Washington (CNN)Sen. Marco Rubio on Wednesday appeared to emerge as a rare Republican voice open to the prospect of voting to fund the Department of Homeland Security without including a provision addressing President Barack Obama's executive action delaying deportations for millions of immigrants. But soon after the comments were publicized, a spokesman for Rubio tried to walk them back.
Rubio talks DHS funding ahead of possible shutdown
The issue has become a sticking point in the debate over DHS funding. Senate Democrats are opposed to the House-passed funding bill, which includes a plank addressing the immigration move, and the debate threatens to shut down the department if the House and the Senate can't agree on a compromise by Friday of next week.
Asked about the debate on Wednesday during a book tour stop in Las Vegas, Rubio declared: "We have to fund Homeland Security."
"Look, I'm in favor of any measure that has a chance of succeeding that could stop the new order, but the truth of the matter is the President's not going to sign that and we don't have the votes to pass it in the Senate," he said. "We can't let Homeland Security shut down."
His comments stop just short of fully endorsing a clean funding bill, but they're the friendliest yet from a Republican presidential contender toward the possibility.
Hours later, Rubio spokesman Alex Conant said the comments don't mark a departure from Rubio's previously stated position on the issue, and he opposes any bill that doesn't address the order.
"Marco will not support a DHS funding bill that does not repeal the President's executive order," he said in an email.

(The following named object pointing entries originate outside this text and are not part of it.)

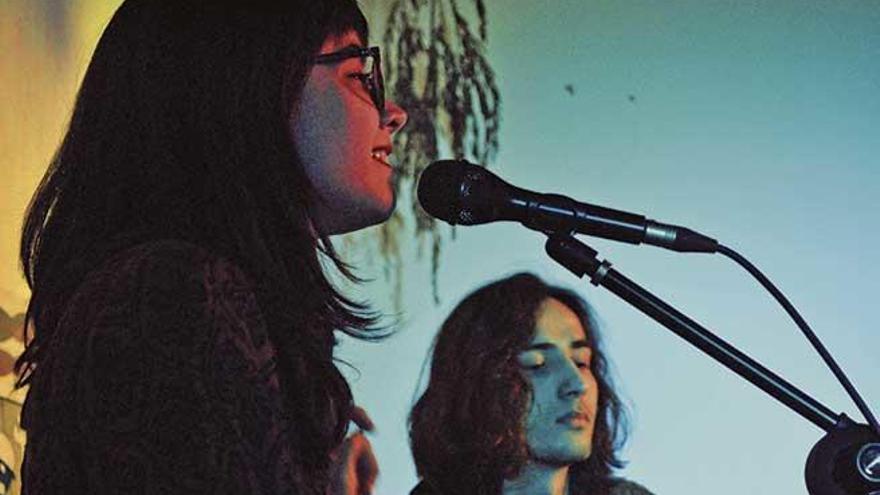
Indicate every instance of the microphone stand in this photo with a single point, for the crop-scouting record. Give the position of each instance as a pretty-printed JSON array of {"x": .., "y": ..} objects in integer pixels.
[{"x": 846, "y": 461}]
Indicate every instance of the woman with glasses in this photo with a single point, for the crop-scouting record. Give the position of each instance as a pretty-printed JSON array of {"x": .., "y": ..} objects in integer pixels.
[
  {"x": 519, "y": 399},
  {"x": 182, "y": 323}
]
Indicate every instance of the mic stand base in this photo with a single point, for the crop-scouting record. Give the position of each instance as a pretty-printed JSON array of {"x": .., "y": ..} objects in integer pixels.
[{"x": 846, "y": 461}]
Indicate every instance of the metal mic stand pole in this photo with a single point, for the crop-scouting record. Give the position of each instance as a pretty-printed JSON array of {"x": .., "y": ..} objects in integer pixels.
[{"x": 845, "y": 462}]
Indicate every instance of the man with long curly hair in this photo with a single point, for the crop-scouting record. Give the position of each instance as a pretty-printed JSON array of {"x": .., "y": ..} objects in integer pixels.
[{"x": 519, "y": 399}]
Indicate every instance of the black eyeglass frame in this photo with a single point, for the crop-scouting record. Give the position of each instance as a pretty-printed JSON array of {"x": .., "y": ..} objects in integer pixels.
[{"x": 375, "y": 82}]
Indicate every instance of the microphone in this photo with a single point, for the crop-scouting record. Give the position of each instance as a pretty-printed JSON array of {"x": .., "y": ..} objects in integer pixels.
[{"x": 461, "y": 193}]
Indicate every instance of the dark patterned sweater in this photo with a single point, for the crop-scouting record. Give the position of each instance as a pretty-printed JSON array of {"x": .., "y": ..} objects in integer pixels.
[{"x": 160, "y": 378}]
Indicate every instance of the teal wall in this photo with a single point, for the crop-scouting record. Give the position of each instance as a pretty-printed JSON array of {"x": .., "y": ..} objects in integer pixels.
[{"x": 752, "y": 121}]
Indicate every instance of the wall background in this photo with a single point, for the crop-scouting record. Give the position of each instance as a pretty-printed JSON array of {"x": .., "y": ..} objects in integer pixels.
[{"x": 753, "y": 121}]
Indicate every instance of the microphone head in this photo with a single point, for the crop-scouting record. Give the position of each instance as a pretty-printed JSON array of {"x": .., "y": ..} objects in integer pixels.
[{"x": 459, "y": 192}]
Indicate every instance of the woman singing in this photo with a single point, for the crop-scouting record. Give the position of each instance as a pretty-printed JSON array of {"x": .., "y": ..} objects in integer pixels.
[{"x": 183, "y": 324}]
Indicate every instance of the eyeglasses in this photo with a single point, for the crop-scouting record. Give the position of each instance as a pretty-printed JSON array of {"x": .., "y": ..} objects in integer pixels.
[{"x": 372, "y": 75}]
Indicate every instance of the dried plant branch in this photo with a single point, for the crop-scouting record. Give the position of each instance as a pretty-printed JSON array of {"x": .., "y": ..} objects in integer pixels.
[{"x": 439, "y": 73}]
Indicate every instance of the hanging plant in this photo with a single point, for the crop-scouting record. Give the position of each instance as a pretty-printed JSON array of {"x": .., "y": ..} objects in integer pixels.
[{"x": 439, "y": 73}]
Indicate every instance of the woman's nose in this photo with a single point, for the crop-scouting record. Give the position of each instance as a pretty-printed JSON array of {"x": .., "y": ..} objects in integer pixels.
[{"x": 393, "y": 117}]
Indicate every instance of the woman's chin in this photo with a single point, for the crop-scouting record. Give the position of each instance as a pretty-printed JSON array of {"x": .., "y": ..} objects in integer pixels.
[{"x": 368, "y": 214}]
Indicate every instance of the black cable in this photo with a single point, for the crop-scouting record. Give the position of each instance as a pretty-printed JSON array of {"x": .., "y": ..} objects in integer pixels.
[{"x": 807, "y": 331}]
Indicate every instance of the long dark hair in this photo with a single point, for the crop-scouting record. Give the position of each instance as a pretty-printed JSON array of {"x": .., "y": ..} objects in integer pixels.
[
  {"x": 467, "y": 429},
  {"x": 180, "y": 131}
]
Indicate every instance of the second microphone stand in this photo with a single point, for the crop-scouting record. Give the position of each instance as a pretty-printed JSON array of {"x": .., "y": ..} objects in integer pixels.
[{"x": 829, "y": 470}]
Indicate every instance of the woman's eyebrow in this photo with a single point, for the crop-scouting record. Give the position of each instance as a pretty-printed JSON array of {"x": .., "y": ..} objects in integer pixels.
[{"x": 544, "y": 346}]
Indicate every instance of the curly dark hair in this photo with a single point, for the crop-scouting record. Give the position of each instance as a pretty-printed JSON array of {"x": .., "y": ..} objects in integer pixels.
[
  {"x": 467, "y": 429},
  {"x": 180, "y": 131}
]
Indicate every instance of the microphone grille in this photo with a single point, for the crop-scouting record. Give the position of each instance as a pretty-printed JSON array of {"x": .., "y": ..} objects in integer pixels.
[{"x": 440, "y": 190}]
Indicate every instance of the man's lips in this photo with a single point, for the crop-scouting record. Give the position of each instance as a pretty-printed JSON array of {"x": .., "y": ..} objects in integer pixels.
[{"x": 574, "y": 418}]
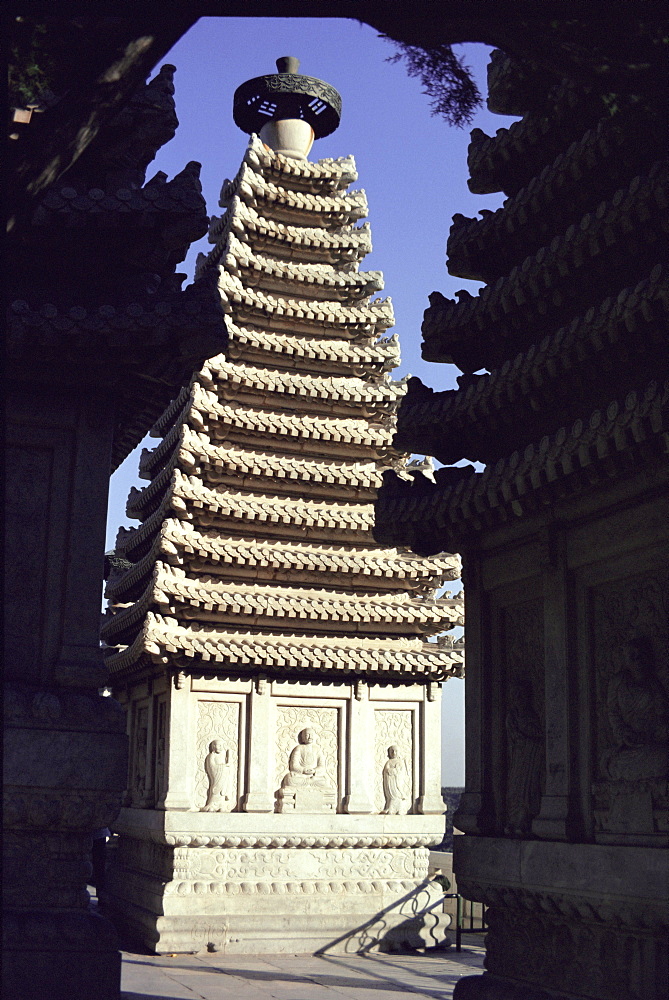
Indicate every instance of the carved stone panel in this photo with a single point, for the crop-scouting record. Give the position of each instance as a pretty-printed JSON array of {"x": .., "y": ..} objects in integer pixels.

Few other Republicans have expressed any interest in passing a clean funding bill, though Sen. John McCain this weekend insisted DHS funding was "too serious" to become a political football.
"I think it would be terrible [if DHS shut down]. The American people didn't give us a majority to have a fight between House and Senate Republicans. They want things done. We cannot cut funding from the Department of Homeland Security," McCain said on NBC's "Meet the Press." "And there's ways we can address what the President did was unconstitutional. But it's not through shutting down the Department of Homeland Security. It's too serious."
A CNN/ORC poll out Wednesday suggests McCain's concerns are founded — a majority of Americans, or 53%, said they'd blame the GOP if the DHS shut down.
But conservatives remain adamant that any funding bill address the executive order, and the message from the rest of the party has been largely unified: Hold the line. House Speaker John Boehner said this weekend he would "certainly" allow funding for DHS to lapse.
And on Wednesday, another potential presidential candidate, Sen. Ted Cruz, placed blame on Senate Democrats for refusing to vote for the House DHS funding bill, which includes a provision undoing Obama's executive action. He accused them of "holding DHS hostage" in defense of the executive order, noting that a federal judge this week issued an injunction blocking its implementation.
"That amnesty program has now been declared illegal by a federal court, so Senate Democrats should look very closely at this opinion and decide if they are willing to jeopardize national security, which is both reckless and irresponsible," he said.